Often, the packages cited will include `MatchIt` or `WeightIt` for performing the matching or weighting, any package mentioned in the documentation page for the specific method used, `cobalt` for assessing balance, and `marginaleffects` for estimating the treatment effect. For survival outcomes, the `survival` package might be used. Citing packages in critical for ensuring the work done by package authors is correctly attributed. It also ensures someone attempting to replicate one's work can do so without having to infer the software used for the analysis.
## Reporting limitations
In order to provide context for the estimate and prevent misinterpretations, it is important to report the limitations of the study.
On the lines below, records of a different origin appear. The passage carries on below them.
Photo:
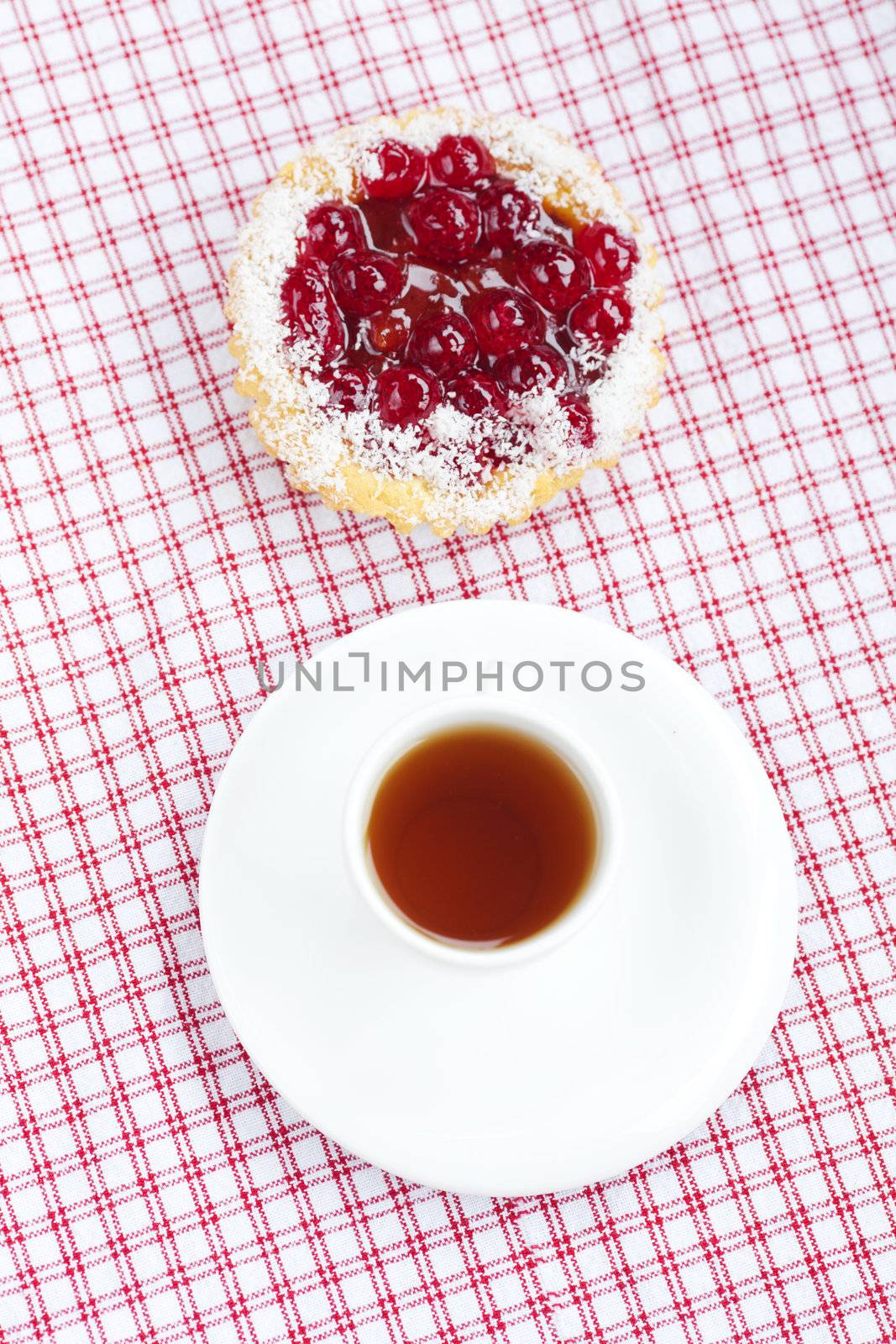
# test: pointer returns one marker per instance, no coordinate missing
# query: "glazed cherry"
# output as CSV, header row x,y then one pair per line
x,y
365,282
477,394
510,215
402,171
580,420
461,161
311,308
600,319
333,228
553,275
611,255
445,344
387,333
348,387
406,396
445,223
533,370
506,320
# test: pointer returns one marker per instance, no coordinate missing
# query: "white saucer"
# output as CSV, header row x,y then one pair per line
x,y
542,1074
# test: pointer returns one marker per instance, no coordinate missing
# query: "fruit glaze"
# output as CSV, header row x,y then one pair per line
x,y
445,319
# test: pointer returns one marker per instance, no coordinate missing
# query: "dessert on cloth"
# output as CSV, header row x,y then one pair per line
x,y
443,318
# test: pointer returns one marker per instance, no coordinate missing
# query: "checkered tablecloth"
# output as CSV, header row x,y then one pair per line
x,y
152,1186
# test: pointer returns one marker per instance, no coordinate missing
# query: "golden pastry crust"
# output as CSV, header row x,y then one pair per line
x,y
406,501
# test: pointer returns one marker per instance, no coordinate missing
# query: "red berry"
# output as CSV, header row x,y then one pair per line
x,y
600,319
332,228
445,223
402,170
461,161
348,387
504,320
510,215
406,396
611,255
477,394
580,420
387,333
533,370
311,308
553,275
445,344
365,281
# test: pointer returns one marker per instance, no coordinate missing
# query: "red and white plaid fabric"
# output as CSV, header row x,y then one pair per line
x,y
152,1186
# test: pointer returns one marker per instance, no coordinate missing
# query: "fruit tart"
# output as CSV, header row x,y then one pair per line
x,y
443,318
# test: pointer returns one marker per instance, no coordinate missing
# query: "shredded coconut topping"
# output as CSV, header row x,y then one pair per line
x,y
318,443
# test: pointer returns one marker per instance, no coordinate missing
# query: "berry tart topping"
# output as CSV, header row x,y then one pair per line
x,y
461,161
399,171
468,309
406,396
311,309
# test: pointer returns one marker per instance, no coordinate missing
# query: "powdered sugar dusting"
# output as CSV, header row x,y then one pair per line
x,y
317,443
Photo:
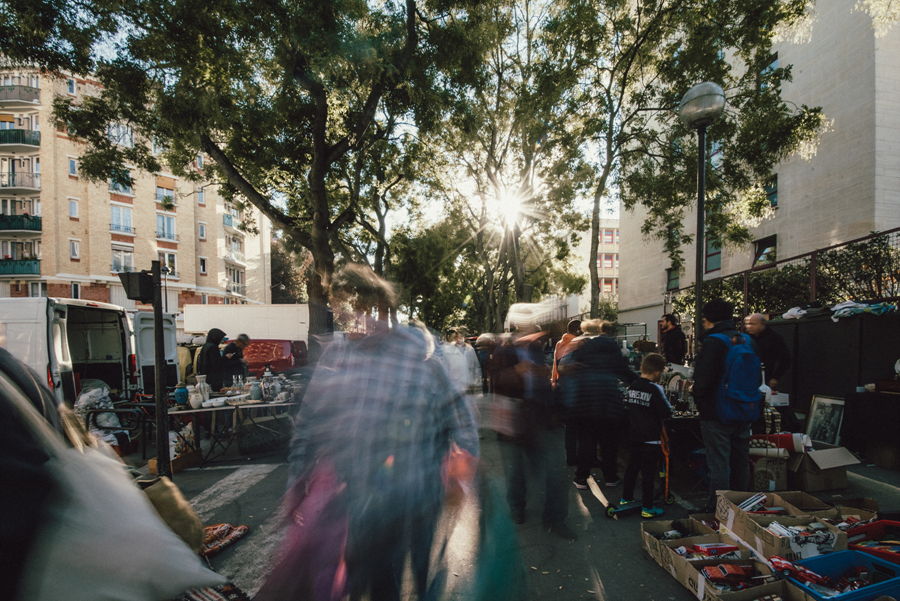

Limitations often come in the form of assumptions that cannot be verified that would change the interpretation of the results if false. For example, if it is impossible to verify that all confounders of the treatment and outcome have been collected and adjusted for, the estimate cannot be interpreted as causal and may be biased for the true causal effect, in which case the inability to make a definitive causal claim is a limitation. If the most useful or desired estimand was the ATE, but aspects of the sample and analysis required that the ATO be estimated instead to preserve precision or achieve balance, the inability to generalize the effect to the intended population would be a limitation.
These are in addition to the limitations you would report even in a clinical trial, e.g., with respect to measurement error in the treatment, covariates, or outcome, timing of the outcome, treatment compliance, missing data, etc. The limitations section of a paper does not have to be long but anticipating criticism of the paper by acknowledging its limitations can go a long way in getting it accepted by reviewers.